The care economy encompasses services starting from birth (early child education and care services); to healthcare provided in community settings (mental health, rehabilitation), aged care, family and social services and disability care; to death (palliative care and end of life care).

“Collaboration and innovation across all of these sectors is critical to the long-term sustainability and efficiency of the entire care system – and we need to start investing in the care economy as a whole.”

“When we talk about ‘Made in Australia’, we should also consider how we can foster technology and innovation in care that is also made in Australia,” Sergi said.

“To do this, we urgently need to bring together researchers, technologists, and care providers to collaboratively develop, adapt, implement, and commercialise innovative technologies, data solutions and new care models.”

Sergi says the care economy faces compounding challenges including increased demand, a shortfall in skilled workers, low levels of productivity and poor technology uptake, none of which have been addressed in this year’s Federal Budget.

“We welcome the Government’s investment to establish a national digital mental health service that is free of charge and free of the need for referral. This is the type of innovation we absolutely encourage and want to see more of – right across the care economy, not just one sector at a time,” Sergi said.

“If we continue to treat the care economy as individual siloes, expertise is not shared, investment is not maximised, innovation is stalled, and care participants do not always have great experiences.”

Sergi said investment in collaboration across the care economy will make it more cost-effective, more productive, and more sustainable, leading to better quality outcomes for Australians and a sustainable care system that can respond to growing demand.
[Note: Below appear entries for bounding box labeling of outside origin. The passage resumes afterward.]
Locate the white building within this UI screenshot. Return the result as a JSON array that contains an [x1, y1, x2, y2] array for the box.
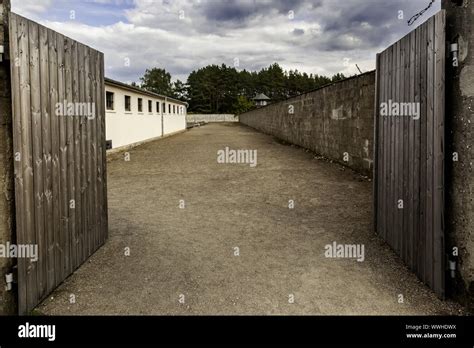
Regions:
[[105, 78, 187, 149]]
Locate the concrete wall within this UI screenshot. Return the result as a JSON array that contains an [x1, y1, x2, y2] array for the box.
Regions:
[[239, 72, 375, 176], [0, 0, 16, 314], [442, 0, 474, 311], [186, 114, 239, 123], [105, 84, 186, 148]]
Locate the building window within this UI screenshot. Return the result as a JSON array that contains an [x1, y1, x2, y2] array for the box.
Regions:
[[105, 92, 114, 110], [138, 98, 143, 112], [125, 95, 132, 111]]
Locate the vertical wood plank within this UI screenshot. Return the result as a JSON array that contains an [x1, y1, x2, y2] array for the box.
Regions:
[[64, 37, 77, 274], [9, 13, 28, 314], [56, 33, 69, 281], [48, 30, 62, 287], [28, 22, 47, 304], [100, 53, 109, 244], [425, 19, 434, 287], [18, 18, 37, 311], [372, 54, 381, 232], [39, 26, 55, 293], [433, 11, 446, 298]]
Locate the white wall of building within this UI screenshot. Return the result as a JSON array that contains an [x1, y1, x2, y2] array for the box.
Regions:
[[104, 83, 186, 148]]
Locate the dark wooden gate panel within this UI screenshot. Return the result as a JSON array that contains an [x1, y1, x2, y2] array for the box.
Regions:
[[374, 11, 445, 298], [10, 13, 107, 314]]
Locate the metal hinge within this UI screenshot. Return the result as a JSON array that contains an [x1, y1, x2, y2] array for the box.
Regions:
[[5, 265, 18, 291], [449, 43, 459, 68]]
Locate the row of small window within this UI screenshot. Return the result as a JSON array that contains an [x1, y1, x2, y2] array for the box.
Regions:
[[105, 92, 184, 114]]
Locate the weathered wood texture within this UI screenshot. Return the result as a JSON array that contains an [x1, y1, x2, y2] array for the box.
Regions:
[[374, 11, 445, 298], [10, 13, 107, 314]]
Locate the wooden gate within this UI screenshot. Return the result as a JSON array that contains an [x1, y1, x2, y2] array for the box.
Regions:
[[9, 13, 107, 314], [374, 11, 445, 298]]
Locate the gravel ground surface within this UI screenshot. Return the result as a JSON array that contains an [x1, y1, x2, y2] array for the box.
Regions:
[[38, 124, 462, 315]]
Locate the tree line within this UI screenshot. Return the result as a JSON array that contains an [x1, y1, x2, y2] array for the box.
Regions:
[[139, 63, 345, 114]]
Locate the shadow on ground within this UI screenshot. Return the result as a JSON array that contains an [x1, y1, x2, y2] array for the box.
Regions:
[[38, 124, 460, 315]]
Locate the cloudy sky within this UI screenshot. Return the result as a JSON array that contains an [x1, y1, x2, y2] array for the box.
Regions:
[[11, 0, 441, 82]]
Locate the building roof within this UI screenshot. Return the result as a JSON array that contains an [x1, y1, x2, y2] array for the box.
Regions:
[[253, 93, 270, 100], [104, 77, 188, 107]]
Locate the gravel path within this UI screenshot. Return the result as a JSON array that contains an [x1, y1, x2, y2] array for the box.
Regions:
[[38, 124, 460, 315]]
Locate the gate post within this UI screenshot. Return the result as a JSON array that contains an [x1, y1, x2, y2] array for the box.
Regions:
[[442, 0, 474, 309], [0, 0, 17, 314]]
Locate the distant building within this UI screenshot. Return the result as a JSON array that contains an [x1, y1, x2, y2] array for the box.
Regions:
[[105, 78, 188, 148], [253, 93, 271, 107]]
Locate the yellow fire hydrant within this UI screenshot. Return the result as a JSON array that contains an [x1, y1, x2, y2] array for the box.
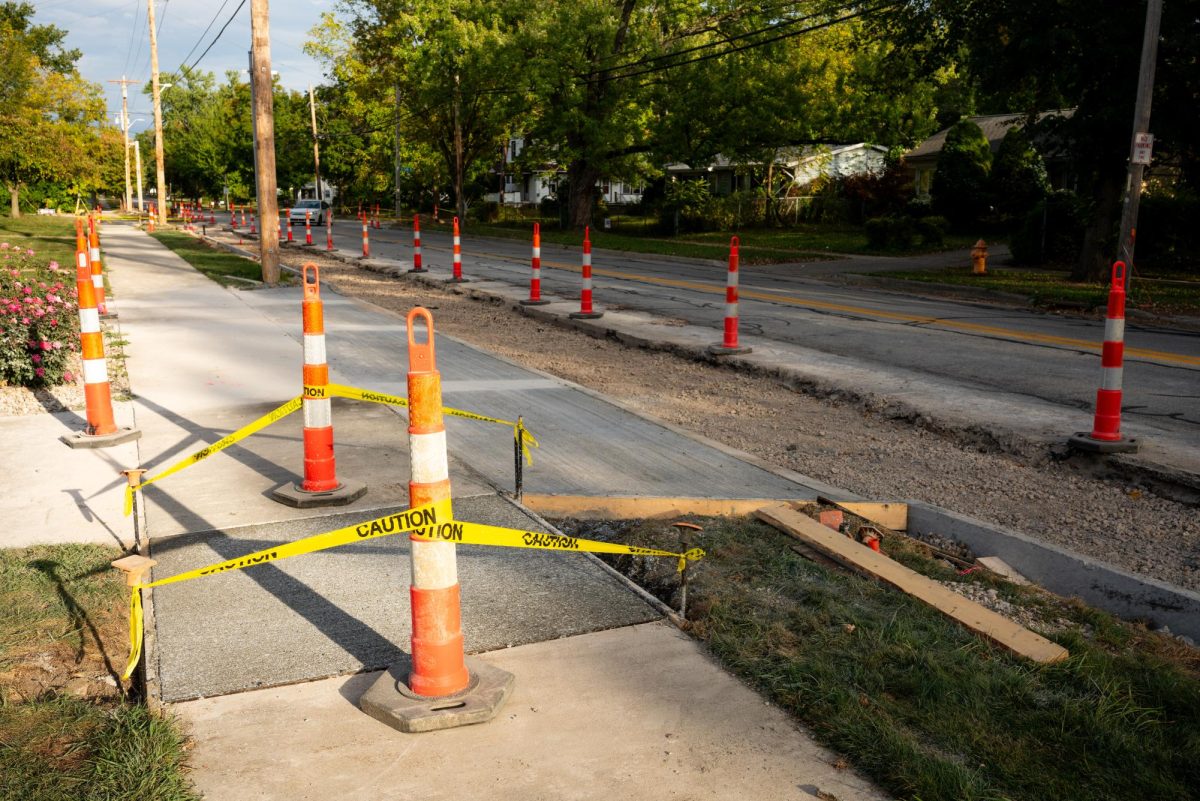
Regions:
[[971, 240, 988, 276]]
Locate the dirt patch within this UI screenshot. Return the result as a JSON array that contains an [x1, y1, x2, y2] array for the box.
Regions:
[[274, 249, 1200, 589]]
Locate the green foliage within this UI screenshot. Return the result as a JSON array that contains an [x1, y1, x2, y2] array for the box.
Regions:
[[991, 127, 1050, 224], [0, 242, 79, 387], [930, 120, 991, 228], [1009, 191, 1086, 265]]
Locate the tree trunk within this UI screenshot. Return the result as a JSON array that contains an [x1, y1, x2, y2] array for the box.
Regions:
[[1070, 175, 1121, 281], [566, 161, 600, 229]]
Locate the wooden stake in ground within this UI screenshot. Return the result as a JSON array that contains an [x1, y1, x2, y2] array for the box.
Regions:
[[755, 504, 1069, 664]]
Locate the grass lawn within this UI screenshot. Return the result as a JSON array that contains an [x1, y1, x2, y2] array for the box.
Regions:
[[565, 518, 1200, 801], [878, 267, 1200, 314], [150, 230, 280, 289], [470, 221, 978, 264], [0, 215, 78, 268], [0, 544, 198, 801]]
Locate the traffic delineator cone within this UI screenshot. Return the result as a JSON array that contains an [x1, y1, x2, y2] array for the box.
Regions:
[[1068, 261, 1139, 453], [88, 215, 115, 318], [521, 223, 550, 306], [570, 227, 604, 320], [359, 307, 514, 731], [708, 236, 750, 356], [271, 261, 367, 508], [60, 217, 142, 448], [409, 215, 428, 272]]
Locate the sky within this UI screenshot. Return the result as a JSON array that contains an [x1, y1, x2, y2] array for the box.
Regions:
[[32, 0, 334, 133]]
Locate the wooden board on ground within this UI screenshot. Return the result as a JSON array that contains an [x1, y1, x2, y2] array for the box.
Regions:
[[817, 498, 908, 531], [521, 493, 782, 520], [755, 504, 1069, 664]]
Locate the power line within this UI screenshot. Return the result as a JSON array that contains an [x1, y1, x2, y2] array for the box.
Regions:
[[179, 0, 229, 68], [188, 0, 246, 70]]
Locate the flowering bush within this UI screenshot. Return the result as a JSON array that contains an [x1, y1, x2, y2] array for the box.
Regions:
[[0, 242, 79, 386]]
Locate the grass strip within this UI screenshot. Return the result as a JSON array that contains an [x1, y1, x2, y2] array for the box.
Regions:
[[0, 544, 199, 801], [875, 267, 1200, 314], [588, 519, 1200, 801], [0, 215, 76, 268], [150, 230, 271, 289]]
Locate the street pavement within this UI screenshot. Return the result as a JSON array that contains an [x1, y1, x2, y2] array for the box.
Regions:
[[312, 215, 1200, 474], [63, 225, 886, 800]]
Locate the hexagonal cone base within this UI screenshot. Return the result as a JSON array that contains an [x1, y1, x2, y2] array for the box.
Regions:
[[706, 345, 754, 356], [271, 481, 367, 508], [59, 428, 142, 450], [359, 655, 516, 733], [1067, 432, 1141, 453]]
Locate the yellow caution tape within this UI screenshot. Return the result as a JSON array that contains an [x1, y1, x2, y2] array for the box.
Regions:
[[304, 384, 540, 464], [125, 397, 300, 517], [122, 498, 454, 679], [412, 520, 704, 572]]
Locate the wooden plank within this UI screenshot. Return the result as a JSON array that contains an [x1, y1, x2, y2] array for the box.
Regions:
[[522, 493, 782, 520], [755, 504, 1069, 664], [820, 498, 908, 531]]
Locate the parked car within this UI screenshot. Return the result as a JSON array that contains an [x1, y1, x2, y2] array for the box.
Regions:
[[285, 199, 329, 225]]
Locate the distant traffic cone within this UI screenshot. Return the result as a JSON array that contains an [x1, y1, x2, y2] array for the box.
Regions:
[[60, 218, 142, 448], [271, 261, 367, 508]]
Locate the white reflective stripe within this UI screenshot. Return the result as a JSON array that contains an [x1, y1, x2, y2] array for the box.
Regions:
[[409, 542, 458, 590], [304, 333, 325, 365], [1104, 317, 1124, 342], [79, 306, 100, 333], [301, 398, 334, 428], [408, 430, 450, 484], [83, 359, 108, 384]]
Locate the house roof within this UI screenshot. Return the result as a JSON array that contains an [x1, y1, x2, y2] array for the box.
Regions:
[[666, 141, 888, 173]]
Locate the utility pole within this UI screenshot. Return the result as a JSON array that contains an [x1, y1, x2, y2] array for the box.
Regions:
[[308, 84, 324, 203], [108, 76, 142, 211], [1117, 0, 1163, 275], [250, 0, 280, 285], [133, 139, 145, 218], [146, 0, 167, 225]]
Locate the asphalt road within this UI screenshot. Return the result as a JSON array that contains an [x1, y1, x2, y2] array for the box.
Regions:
[[312, 215, 1200, 448]]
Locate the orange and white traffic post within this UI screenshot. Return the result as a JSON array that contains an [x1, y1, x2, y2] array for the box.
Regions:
[[450, 217, 467, 284], [708, 236, 751, 356], [271, 261, 367, 508], [521, 223, 550, 306], [409, 215, 427, 272], [88, 216, 113, 318], [1069, 261, 1138, 453], [570, 227, 604, 320], [359, 307, 514, 731], [60, 217, 142, 448]]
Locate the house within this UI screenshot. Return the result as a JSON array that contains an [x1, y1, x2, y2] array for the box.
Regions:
[[901, 108, 1075, 198], [666, 141, 888, 197]]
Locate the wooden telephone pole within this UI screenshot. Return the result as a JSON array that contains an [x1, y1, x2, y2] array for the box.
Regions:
[[250, 0, 280, 285]]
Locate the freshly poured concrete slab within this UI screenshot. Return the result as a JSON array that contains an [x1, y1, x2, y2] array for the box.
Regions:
[[173, 624, 888, 801], [242, 288, 817, 499], [150, 494, 659, 701]]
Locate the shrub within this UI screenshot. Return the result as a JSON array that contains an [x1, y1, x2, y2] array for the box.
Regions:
[[0, 242, 79, 387]]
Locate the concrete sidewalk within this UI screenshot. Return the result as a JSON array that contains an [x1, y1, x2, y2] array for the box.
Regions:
[[93, 225, 883, 800]]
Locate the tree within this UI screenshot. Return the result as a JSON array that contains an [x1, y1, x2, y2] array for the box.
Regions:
[[929, 120, 991, 228], [990, 126, 1050, 224]]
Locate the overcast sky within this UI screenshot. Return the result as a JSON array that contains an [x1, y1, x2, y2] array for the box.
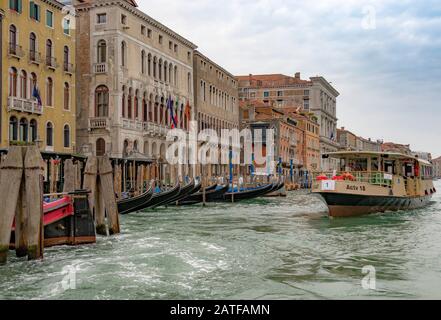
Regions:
[[138, 0, 441, 156]]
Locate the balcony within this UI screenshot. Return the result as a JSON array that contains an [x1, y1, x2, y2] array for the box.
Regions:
[[29, 50, 43, 64], [63, 62, 74, 74], [93, 63, 107, 74], [122, 119, 144, 131], [46, 57, 58, 70], [89, 118, 110, 131], [8, 97, 43, 115], [8, 43, 24, 59]]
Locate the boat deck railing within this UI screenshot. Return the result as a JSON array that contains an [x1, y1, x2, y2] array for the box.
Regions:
[[313, 171, 393, 187]]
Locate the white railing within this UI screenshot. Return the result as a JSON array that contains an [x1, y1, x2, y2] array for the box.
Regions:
[[8, 97, 43, 115], [89, 118, 110, 130], [93, 63, 107, 74]]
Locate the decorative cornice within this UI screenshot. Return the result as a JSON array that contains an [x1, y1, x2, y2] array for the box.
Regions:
[[76, 0, 197, 50]]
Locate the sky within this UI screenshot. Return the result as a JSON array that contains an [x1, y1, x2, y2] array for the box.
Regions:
[[138, 0, 441, 157]]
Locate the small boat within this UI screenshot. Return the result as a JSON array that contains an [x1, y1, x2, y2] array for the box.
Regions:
[[156, 180, 195, 209], [223, 183, 274, 202], [179, 185, 229, 206], [11, 190, 96, 248], [312, 151, 436, 217], [138, 183, 181, 211], [118, 184, 153, 214]]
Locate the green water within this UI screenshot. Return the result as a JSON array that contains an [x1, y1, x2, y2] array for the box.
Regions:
[[0, 183, 441, 299]]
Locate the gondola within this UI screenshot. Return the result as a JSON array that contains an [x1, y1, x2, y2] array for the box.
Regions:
[[10, 190, 96, 248], [118, 184, 153, 214], [138, 183, 181, 211], [179, 185, 229, 206], [156, 179, 195, 209], [222, 183, 274, 202]]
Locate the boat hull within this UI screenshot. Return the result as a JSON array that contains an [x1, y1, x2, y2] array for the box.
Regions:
[[318, 192, 432, 217]]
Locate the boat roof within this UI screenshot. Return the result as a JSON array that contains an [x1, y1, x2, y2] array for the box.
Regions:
[[323, 151, 432, 166]]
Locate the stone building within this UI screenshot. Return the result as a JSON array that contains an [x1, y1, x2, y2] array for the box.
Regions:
[[75, 0, 196, 172], [193, 51, 239, 175], [0, 0, 77, 153], [237, 73, 340, 171]]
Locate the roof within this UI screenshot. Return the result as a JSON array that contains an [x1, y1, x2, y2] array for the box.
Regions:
[[323, 151, 432, 166]]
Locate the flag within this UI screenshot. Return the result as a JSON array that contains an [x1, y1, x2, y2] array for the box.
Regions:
[[167, 97, 178, 129], [32, 85, 43, 107]]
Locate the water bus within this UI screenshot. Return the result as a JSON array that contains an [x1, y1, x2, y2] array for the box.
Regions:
[[312, 151, 436, 217]]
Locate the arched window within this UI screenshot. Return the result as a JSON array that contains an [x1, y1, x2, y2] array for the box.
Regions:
[[121, 86, 126, 118], [96, 138, 106, 157], [9, 117, 18, 141], [63, 46, 69, 71], [30, 119, 38, 142], [9, 24, 17, 54], [29, 32, 37, 61], [64, 82, 70, 110], [141, 50, 145, 74], [46, 122, 54, 147], [20, 70, 28, 99], [46, 39, 52, 66], [121, 41, 127, 67], [63, 124, 70, 148], [127, 88, 133, 119], [153, 57, 158, 78], [19, 118, 28, 142], [9, 67, 17, 97], [164, 61, 168, 82], [46, 77, 54, 106], [133, 90, 139, 119], [95, 85, 109, 118], [97, 40, 107, 63]]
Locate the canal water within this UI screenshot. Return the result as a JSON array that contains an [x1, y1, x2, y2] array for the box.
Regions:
[[0, 183, 441, 299]]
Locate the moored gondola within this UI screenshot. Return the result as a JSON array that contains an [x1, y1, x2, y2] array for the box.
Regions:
[[222, 183, 274, 202], [156, 179, 195, 209], [179, 185, 229, 206], [138, 183, 181, 211], [118, 183, 153, 214]]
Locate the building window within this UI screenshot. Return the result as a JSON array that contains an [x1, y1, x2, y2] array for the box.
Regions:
[[63, 19, 70, 35], [95, 86, 109, 118], [63, 124, 70, 148], [97, 40, 107, 63], [20, 70, 28, 99], [9, 0, 21, 13], [46, 39, 52, 66], [96, 138, 106, 157], [121, 41, 127, 67], [29, 1, 40, 21], [29, 32, 37, 61], [19, 118, 28, 142], [46, 78, 54, 107], [46, 122, 54, 147], [9, 67, 18, 97], [9, 117, 18, 141], [30, 119, 38, 142], [9, 24, 18, 54], [141, 50, 145, 74], [46, 10, 54, 28], [64, 82, 70, 110]]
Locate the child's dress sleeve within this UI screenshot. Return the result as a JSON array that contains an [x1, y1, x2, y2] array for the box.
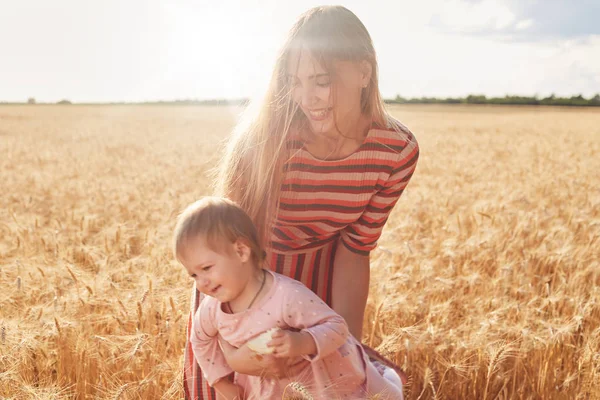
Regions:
[[341, 134, 419, 255], [190, 297, 233, 386], [282, 282, 349, 361]]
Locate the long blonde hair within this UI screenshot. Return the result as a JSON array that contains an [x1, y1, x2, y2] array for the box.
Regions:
[[216, 6, 402, 246]]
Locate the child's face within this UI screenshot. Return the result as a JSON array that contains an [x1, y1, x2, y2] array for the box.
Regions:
[[179, 237, 253, 303]]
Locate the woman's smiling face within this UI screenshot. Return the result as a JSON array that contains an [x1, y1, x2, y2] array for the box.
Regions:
[[287, 51, 371, 137]]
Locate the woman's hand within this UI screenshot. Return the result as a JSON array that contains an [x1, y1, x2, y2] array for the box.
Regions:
[[219, 336, 309, 379]]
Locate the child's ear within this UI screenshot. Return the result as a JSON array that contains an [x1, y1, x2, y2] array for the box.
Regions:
[[233, 239, 252, 262]]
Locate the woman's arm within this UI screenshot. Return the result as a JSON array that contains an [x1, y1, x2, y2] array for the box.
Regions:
[[331, 241, 371, 341]]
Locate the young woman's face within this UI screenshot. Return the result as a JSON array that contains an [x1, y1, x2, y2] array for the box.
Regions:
[[287, 51, 371, 136], [179, 237, 254, 303]]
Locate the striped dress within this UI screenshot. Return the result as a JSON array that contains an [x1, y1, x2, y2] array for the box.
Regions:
[[184, 123, 419, 400]]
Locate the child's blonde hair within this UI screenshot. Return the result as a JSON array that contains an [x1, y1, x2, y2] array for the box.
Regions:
[[173, 197, 265, 266], [216, 6, 403, 245]]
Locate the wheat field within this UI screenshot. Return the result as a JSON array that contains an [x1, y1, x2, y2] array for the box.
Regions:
[[0, 106, 600, 400]]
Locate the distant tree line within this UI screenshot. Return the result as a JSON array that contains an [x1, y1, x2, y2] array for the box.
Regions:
[[0, 94, 600, 107], [385, 94, 600, 107]]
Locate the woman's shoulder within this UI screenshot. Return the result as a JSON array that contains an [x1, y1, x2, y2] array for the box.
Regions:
[[369, 117, 418, 147], [369, 118, 419, 167]]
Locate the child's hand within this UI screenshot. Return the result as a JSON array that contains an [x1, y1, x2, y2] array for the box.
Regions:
[[267, 329, 317, 358]]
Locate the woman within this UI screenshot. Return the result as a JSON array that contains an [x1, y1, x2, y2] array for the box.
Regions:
[[184, 6, 419, 399]]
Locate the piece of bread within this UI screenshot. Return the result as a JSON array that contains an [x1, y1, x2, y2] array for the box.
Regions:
[[246, 328, 279, 354]]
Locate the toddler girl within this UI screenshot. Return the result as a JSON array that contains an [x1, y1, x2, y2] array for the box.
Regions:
[[174, 197, 403, 400]]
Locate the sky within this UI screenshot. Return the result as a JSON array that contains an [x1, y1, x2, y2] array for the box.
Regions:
[[0, 0, 600, 102]]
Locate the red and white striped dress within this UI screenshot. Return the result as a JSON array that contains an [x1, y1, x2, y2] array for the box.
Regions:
[[184, 123, 419, 400]]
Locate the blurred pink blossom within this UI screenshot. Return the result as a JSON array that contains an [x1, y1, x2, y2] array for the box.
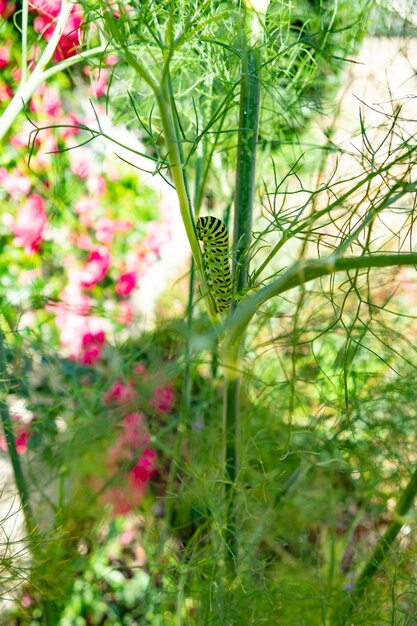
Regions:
[[0, 0, 16, 20], [12, 67, 22, 83], [78, 330, 106, 365], [12, 193, 47, 254], [0, 46, 10, 69], [149, 386, 174, 413], [70, 148, 94, 178], [103, 379, 137, 404], [0, 416, 30, 454], [80, 246, 110, 289], [61, 113, 81, 139], [114, 219, 133, 233], [115, 272, 136, 296], [133, 361, 146, 374], [59, 272, 92, 314], [10, 122, 41, 148], [129, 448, 156, 489], [104, 54, 119, 65], [103, 412, 156, 515], [88, 68, 109, 98], [117, 300, 134, 326], [96, 215, 116, 243], [31, 86, 62, 119], [30, 0, 82, 61], [53, 303, 108, 365], [71, 233, 94, 250], [73, 196, 100, 228], [0, 80, 13, 102], [87, 176, 107, 196], [34, 130, 58, 171]]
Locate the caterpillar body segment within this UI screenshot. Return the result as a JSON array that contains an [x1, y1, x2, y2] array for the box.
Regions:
[[196, 215, 232, 313]]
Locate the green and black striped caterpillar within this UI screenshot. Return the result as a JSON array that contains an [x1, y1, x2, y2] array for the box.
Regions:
[[196, 215, 232, 313]]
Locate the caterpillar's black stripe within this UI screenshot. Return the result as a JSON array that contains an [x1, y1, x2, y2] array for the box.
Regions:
[[196, 215, 232, 313]]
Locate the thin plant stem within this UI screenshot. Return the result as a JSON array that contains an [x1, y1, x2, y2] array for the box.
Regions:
[[222, 252, 417, 376], [0, 0, 73, 140], [0, 330, 36, 544], [223, 42, 260, 576], [21, 0, 29, 83], [232, 50, 260, 292]]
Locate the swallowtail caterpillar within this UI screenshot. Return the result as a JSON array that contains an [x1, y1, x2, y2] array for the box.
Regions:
[[196, 215, 232, 313]]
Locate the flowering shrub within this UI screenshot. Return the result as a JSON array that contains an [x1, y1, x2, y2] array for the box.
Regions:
[[0, 0, 173, 532]]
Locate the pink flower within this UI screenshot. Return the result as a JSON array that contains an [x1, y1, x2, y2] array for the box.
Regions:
[[99, 412, 156, 514], [78, 330, 106, 365], [61, 113, 81, 139], [10, 122, 41, 148], [87, 176, 107, 196], [149, 387, 174, 413], [73, 196, 100, 228], [51, 308, 108, 365], [80, 247, 110, 289], [133, 361, 146, 374], [117, 300, 134, 326], [88, 69, 109, 98], [115, 272, 136, 296], [129, 448, 156, 489], [70, 148, 94, 178], [0, 417, 30, 454], [0, 80, 13, 102], [35, 131, 58, 171], [12, 193, 47, 254], [40, 87, 62, 119], [114, 219, 133, 233], [103, 379, 137, 404], [31, 0, 82, 61], [104, 54, 119, 65], [0, 46, 10, 69], [96, 216, 116, 243], [0, 0, 16, 20]]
“We need investment in innovation to transform care so that it remains high quality and sustainable into the future.”

The Care Economy CRC is a partnership of 53 organisations across Australia – including research partners, industry partners including care service providers, technology providers and training organisations. As a CRC, it seeks to unite Australia’s care economy for the first time to co-develop, customise, implement and commercialise new technologies, data solutions and models of care.

“The care economy creates and supports jobs, fosters innovation, and enables Australians to live well so they can work and participate in the community,” Sergi said.

“It is the nation’s single biggest and fastest growing employer, with one in every seven Australians, mainly female, working in the care economy. However, it is often seen as a welfare – as a cost to the economy, instead of the economic driver it is.”

“This has led to long-standing underinvestment in translational research and innovation across the care economy that has seen it fall short of what Australians expect of effective and contemporary care services.”